Multiple researchers at RSA have continued to highlight how ransomware attacks are becoming more complex. Researchers from Intel Security, for example, have just discovered a new type of targeted ransomware that encrypts every file on a computer using a different key, thus complicating remediation efforts.

There are also now more ransomware variants at large today than ever before. Some types get spread via increasingly convincing phishing campaigns, which are designed to fool users and bypass spam filters, says Pierluigi Stella, chief technology officer of Network Box. Today's ransomware phishing campaigns are redirecting unsuspecting users to malicious sites owned by the criminals with URLs that vary with every campaign, he says. "It's never the same URL, so there are no rules, no antivirus that is going to pick these emails up and block them."

4. Facebook Faces Fakery

Watch what you "like" - about 10 percent of current Facebook profiles are fake. So says financial fraud expert Avivah Litan of Gartner Research, who notes that cybercriminals are increasingly tapping Facebook and other social media sites to lure unsuspecting victims into their scams. Sometimes, this involves tricking people into parting with their Facebook credentials or personal information, especially relating to family and friends. Other times, scammers are simply marketing their goods and services.

Look for more on this topic in an upcoming video interview with Litan, conducted by my colleague Tracy Kitten.

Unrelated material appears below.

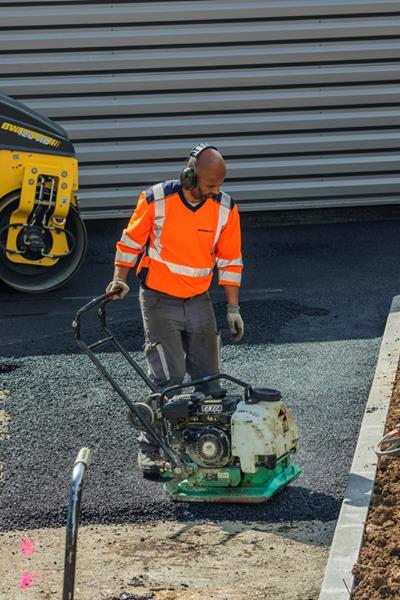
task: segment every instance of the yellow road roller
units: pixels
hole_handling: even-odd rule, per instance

5. Hackers Crave Publicity

Another interesting trend, highlighted by both Litan and RSA threat researcher Daniel Cohen, is that many cybercriminals want to cultivate a public profile. That's so their talents, supplies and services can be easily found - via Web searches and social media - by prospective customers. Even underground forums are becoming more open, Litan says. Meanwhile, Rick Holland, vice president of strategy for threat intelligence firm Digital Shadows, notes that many online attack groups now openly advertise for new employees on both public and darknet sites.

Even hackers, it seems, face a cybersecurity skills shortage.

Executive Editor Tracy Kitten also contributed to this story.